Common Python API
Memory Allocators
- class svs.DRAM
Small class for an allocator capable of using huge pages. Prioritizes page use in the order: 1~GiB, 2~MiB, 4~KiB. See Huge Pages for more information on what huge pages are and how to allocate them on your system.
Enums
- class svs.DistanceType
Select which distance function to use
Members:
L2 : Euclidean Distance (minimize)
MIP : Maximum Inner Product (maximize)
Cosine : Cosine similarity (maximize)
- class svs.DataType
Datatype Selector
Members:
uint8 : 8-bit unsigned integer.
uint16 : 16-bit unsigned integer.
uint32 : 32-bit unsigned integer.
uint64 : 64-bit unsigned integer.
int8 : 8-bit signed integer.
int16 : 16-bit signed integer.
int32 : 32-bit signed integer.
int64 : 64-bit signed integer.
float16 : 16-bit IEEE floating point.
float32 : 32-bit IEEE floating point.
float64 : 64-bit IEEE floating point.
Helper Functions
- svs.read_vecs(filename)
Read a file in the bvecs/fvecs/ivecs format and return a NumPy array with the results.

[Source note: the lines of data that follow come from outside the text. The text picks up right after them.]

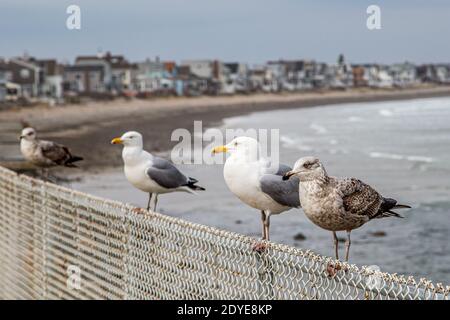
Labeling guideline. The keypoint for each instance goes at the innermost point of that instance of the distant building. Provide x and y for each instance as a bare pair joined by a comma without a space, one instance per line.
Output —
154,76
188,84
50,78
85,79
213,70
236,78
116,72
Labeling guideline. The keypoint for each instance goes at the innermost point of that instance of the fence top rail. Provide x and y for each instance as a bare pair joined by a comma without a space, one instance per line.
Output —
408,283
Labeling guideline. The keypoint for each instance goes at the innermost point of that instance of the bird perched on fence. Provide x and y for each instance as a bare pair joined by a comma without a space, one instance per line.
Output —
45,154
256,182
338,204
151,174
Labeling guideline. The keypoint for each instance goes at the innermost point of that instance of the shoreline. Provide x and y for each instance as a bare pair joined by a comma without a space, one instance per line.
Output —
91,126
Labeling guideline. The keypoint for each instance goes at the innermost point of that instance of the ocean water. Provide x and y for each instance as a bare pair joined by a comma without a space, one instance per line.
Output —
401,148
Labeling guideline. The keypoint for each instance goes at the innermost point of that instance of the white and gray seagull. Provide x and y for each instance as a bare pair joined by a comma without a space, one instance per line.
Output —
256,182
151,174
339,204
45,154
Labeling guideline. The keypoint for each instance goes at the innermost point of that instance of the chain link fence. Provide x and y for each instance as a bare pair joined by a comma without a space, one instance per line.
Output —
57,243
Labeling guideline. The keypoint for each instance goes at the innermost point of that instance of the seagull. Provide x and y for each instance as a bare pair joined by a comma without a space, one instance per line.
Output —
45,154
151,174
256,182
338,204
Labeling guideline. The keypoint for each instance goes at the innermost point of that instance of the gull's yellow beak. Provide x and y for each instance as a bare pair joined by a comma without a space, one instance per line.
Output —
116,141
219,150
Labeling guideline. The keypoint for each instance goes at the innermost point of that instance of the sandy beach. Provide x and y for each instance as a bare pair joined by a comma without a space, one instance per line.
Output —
91,126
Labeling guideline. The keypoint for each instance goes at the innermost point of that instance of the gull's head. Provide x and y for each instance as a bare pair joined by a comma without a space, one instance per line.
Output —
129,139
245,146
306,168
28,134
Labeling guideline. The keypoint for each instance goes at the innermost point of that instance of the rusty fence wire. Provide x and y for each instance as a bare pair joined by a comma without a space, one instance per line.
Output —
57,243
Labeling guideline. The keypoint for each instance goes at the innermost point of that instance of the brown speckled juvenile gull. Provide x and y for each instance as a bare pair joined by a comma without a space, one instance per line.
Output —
338,204
45,154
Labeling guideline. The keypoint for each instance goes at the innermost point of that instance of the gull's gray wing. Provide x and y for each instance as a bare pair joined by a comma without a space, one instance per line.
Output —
285,192
359,198
52,151
166,174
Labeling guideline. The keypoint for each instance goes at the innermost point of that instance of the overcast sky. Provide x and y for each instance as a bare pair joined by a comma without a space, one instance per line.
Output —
251,31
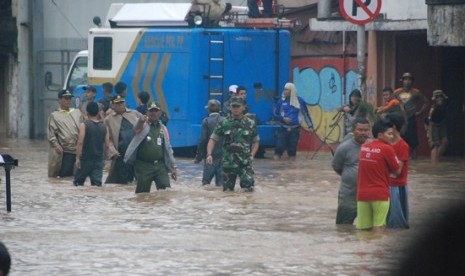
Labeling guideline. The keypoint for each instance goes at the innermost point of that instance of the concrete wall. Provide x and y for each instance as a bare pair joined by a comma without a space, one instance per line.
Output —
404,10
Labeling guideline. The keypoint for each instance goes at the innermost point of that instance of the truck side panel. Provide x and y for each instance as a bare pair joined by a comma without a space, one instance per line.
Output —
174,65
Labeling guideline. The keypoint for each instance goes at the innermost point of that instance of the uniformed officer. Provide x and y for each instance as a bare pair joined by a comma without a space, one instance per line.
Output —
238,133
151,152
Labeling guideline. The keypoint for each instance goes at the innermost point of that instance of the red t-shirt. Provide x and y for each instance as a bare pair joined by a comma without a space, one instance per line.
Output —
377,161
401,149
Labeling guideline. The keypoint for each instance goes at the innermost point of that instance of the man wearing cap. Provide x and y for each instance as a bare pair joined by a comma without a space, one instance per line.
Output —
120,123
232,94
63,133
151,153
208,125
437,127
240,144
411,98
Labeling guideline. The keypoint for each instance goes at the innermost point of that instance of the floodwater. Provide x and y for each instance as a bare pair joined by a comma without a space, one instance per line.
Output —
286,227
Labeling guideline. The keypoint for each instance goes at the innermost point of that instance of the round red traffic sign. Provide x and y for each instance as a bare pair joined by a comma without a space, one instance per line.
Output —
360,12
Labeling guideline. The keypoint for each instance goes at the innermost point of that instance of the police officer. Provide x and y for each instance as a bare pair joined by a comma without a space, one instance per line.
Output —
151,153
415,104
238,133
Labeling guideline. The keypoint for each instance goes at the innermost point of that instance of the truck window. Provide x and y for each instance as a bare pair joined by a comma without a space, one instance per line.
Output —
78,73
102,53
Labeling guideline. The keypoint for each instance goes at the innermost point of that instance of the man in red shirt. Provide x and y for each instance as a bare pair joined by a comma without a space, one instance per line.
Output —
398,209
377,161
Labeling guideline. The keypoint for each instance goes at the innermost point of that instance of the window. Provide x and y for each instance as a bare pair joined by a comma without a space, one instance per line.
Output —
78,74
103,49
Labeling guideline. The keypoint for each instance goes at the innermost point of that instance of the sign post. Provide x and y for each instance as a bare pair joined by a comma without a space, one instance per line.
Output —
360,12
8,163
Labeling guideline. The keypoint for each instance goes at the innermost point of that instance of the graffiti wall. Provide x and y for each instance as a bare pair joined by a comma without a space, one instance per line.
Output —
325,84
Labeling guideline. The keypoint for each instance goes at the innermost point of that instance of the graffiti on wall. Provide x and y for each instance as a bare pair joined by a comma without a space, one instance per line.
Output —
323,90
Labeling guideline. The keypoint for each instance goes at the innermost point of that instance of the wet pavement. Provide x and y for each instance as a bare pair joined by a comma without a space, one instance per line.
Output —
286,227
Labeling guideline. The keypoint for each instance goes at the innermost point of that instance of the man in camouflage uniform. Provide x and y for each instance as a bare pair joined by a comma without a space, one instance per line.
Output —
238,133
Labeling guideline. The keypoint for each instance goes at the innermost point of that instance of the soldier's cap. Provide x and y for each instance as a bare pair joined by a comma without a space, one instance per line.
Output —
64,94
153,105
118,99
438,93
233,89
236,101
407,75
91,88
213,103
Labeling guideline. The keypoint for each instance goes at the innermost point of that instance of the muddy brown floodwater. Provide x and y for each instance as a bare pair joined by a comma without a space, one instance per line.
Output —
286,227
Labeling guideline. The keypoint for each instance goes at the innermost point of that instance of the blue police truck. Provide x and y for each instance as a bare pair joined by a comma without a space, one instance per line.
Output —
183,64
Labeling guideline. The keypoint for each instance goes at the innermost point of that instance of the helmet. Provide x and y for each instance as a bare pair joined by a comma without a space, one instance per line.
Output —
407,75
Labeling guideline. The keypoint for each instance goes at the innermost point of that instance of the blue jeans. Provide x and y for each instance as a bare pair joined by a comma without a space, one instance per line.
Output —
213,170
287,139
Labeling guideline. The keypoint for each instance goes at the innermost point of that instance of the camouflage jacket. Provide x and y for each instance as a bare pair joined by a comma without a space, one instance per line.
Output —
238,136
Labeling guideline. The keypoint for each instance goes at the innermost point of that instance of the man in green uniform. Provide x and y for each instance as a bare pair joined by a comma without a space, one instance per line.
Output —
63,132
238,133
151,153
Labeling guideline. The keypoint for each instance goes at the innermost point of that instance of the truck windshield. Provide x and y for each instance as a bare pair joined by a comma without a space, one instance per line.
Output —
78,74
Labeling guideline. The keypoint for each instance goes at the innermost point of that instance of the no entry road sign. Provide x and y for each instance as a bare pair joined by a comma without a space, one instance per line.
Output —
360,12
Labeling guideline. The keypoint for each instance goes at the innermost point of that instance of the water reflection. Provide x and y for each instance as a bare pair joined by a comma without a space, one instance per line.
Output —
286,227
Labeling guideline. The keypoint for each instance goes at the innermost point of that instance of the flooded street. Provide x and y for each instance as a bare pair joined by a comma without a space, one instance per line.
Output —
286,227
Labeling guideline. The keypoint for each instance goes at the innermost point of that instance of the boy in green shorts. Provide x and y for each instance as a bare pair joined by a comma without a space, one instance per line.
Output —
377,161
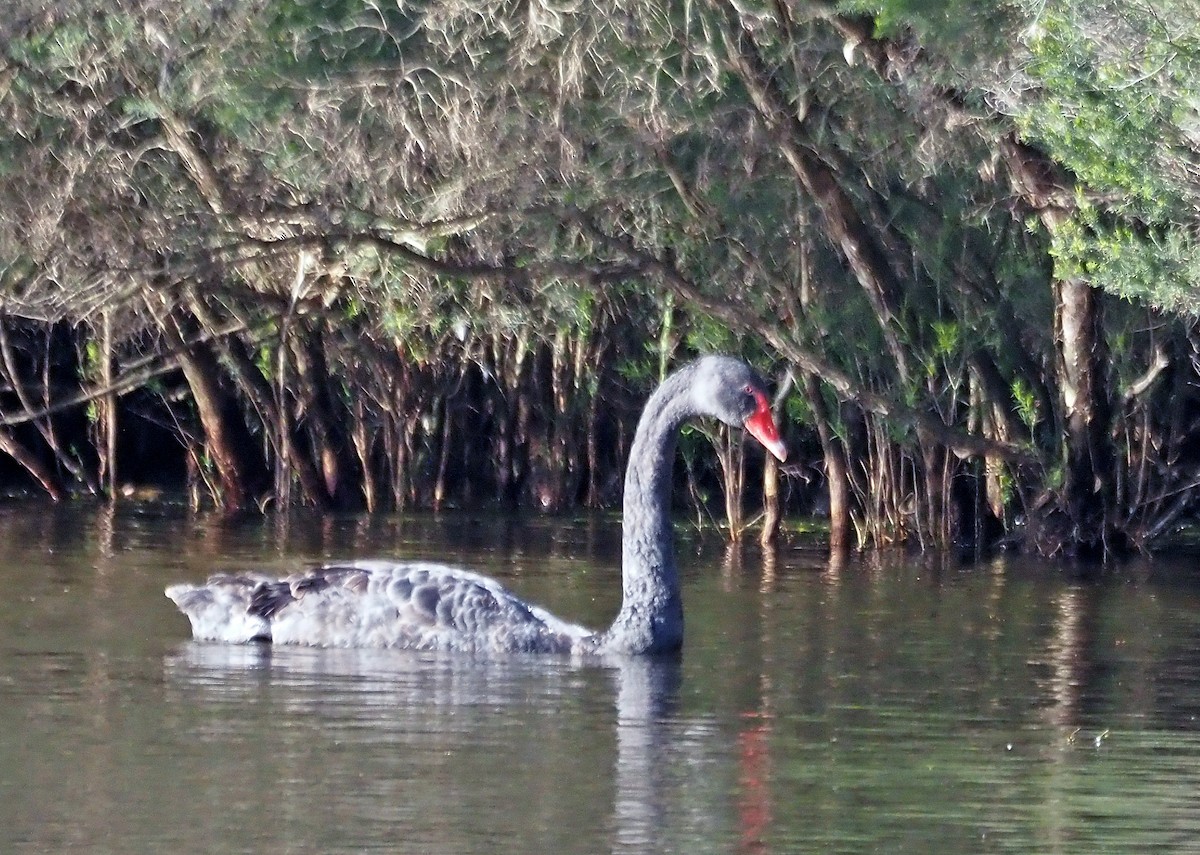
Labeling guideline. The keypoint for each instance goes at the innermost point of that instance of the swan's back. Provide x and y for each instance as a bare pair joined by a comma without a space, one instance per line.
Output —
373,604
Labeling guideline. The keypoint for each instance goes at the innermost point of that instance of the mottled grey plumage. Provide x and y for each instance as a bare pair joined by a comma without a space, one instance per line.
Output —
435,607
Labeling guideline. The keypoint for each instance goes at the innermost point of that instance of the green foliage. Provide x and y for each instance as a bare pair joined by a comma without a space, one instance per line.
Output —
1026,402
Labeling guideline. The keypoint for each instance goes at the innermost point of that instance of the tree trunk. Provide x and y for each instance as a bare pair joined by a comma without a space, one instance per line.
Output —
837,474
34,466
202,372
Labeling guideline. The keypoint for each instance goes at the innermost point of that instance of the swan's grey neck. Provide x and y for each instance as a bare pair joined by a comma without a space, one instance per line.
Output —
651,617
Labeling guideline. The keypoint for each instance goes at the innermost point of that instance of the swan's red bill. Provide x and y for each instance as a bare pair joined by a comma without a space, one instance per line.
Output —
762,428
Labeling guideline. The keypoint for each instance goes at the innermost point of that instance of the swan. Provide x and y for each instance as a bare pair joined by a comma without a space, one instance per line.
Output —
436,607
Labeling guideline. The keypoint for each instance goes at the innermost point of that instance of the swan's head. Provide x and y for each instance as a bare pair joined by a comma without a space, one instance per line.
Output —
731,390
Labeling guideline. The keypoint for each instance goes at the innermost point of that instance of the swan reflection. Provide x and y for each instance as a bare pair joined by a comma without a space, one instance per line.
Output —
450,723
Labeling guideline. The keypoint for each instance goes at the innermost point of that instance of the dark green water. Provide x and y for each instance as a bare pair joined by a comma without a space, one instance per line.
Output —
877,706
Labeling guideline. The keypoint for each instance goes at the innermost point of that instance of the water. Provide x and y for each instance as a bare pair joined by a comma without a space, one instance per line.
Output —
883,705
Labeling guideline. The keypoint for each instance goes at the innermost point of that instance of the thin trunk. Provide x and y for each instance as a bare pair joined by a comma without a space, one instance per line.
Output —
108,408
45,425
29,461
771,510
202,372
837,473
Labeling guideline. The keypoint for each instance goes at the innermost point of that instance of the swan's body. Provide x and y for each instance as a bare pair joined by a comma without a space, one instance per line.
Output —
435,607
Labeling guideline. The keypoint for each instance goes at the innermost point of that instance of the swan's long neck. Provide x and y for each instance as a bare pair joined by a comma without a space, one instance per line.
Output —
651,617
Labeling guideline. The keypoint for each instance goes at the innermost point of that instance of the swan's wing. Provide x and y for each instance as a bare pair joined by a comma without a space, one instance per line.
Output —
383,604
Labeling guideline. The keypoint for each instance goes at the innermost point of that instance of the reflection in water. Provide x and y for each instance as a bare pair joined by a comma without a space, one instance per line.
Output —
382,688
647,694
859,705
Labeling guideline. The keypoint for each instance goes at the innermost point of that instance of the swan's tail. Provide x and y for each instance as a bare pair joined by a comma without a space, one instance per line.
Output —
220,609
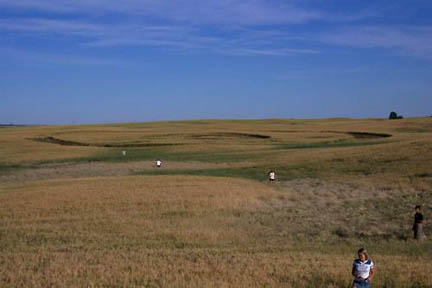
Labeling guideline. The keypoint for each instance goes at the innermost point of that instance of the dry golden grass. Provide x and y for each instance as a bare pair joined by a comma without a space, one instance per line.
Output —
71,217
169,231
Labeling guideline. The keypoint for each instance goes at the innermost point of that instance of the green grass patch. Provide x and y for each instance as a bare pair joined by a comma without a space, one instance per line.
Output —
258,173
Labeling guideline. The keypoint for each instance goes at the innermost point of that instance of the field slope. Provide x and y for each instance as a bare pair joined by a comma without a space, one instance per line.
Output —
76,212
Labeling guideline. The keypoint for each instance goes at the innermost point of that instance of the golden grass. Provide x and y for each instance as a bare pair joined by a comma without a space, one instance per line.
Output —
68,223
173,231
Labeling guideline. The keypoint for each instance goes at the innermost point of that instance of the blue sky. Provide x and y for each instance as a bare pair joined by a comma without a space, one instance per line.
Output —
96,61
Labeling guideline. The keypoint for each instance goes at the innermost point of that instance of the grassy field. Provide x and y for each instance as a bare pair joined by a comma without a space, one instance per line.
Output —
75,212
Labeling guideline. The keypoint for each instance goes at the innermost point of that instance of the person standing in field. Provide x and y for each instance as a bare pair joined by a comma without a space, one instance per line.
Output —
362,270
418,223
272,176
158,163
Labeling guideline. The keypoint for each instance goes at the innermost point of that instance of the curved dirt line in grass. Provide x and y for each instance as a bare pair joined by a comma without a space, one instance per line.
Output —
59,141
368,135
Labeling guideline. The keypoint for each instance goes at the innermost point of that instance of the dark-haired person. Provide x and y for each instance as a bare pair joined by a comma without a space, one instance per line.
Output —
272,176
362,270
418,223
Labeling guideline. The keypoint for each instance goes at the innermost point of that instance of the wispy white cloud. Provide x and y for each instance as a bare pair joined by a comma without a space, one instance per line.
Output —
37,58
252,12
234,27
410,40
235,42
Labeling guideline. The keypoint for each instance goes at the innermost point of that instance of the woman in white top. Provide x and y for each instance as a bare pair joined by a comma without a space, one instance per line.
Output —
362,270
158,163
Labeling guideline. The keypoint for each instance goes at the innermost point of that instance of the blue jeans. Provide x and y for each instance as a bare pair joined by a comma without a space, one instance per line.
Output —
361,284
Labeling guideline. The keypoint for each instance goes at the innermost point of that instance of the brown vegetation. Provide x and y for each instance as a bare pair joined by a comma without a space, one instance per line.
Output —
78,217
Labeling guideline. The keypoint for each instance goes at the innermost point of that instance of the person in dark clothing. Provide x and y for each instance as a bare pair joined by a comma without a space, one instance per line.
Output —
418,223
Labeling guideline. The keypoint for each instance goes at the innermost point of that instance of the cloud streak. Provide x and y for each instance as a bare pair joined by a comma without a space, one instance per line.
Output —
232,27
227,12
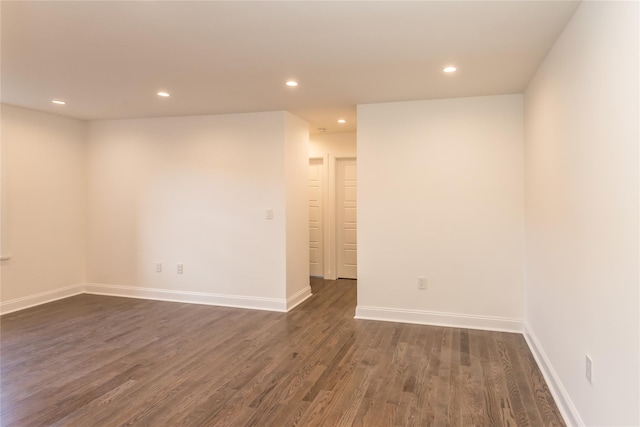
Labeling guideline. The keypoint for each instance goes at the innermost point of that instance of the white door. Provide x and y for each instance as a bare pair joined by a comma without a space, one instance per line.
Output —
315,218
346,225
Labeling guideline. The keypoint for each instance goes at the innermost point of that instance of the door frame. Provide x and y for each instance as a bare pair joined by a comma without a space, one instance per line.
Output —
329,213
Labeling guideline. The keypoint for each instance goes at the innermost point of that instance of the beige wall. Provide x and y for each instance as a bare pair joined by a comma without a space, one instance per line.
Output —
440,195
582,284
335,144
297,205
191,190
44,205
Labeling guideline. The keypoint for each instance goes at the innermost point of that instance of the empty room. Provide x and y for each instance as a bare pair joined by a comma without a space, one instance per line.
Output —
314,213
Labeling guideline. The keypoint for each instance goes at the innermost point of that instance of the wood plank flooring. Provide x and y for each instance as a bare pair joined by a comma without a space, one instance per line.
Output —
106,361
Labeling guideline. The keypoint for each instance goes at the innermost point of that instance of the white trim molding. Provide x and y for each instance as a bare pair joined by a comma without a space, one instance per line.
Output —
298,298
501,324
560,395
41,298
237,301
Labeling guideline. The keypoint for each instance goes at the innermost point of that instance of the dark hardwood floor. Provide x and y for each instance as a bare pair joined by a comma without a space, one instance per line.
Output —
106,361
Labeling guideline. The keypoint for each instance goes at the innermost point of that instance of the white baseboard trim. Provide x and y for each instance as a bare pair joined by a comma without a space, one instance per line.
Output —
41,298
559,393
298,298
237,301
500,324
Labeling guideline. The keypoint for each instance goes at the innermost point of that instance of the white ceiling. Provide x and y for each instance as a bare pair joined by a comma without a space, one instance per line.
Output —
108,59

The data type of the returned array is determined by the file extension with the following mapping:
bvecs: 8-bit unsigned integers.
fvecs: 32-bit floating point numbers.
ivecs: 32-bit signed integers.
- Parameters:
filename (str) – The file to read.
- Returns:
Numpy array with the results.
- svs.write_vecs(array, filename, skip_check=False)
- Parameters:
array (array) – The raw array to save.
filename (str) – The file where the results will be saved.
skip_check (bool) –
Be default, this function will check if the file extension for the vecs file is appropriate for the given array (see list below).
Passing skip_check = True overrides this logic and forces creation of the file.
- Result:
The array is saved to the requested file.
File extention to array element type:
fvecs: np.float32
hvecs: np.float16
ivecs: np.uint32
bvecs: np.uint8
Warning
The user must specify the file extension corresponding to the desired file format in the filename
argument of
svs.write_vecs()
.
- svs.read_svs(filename, dtype=<class 'numpy.float32'>)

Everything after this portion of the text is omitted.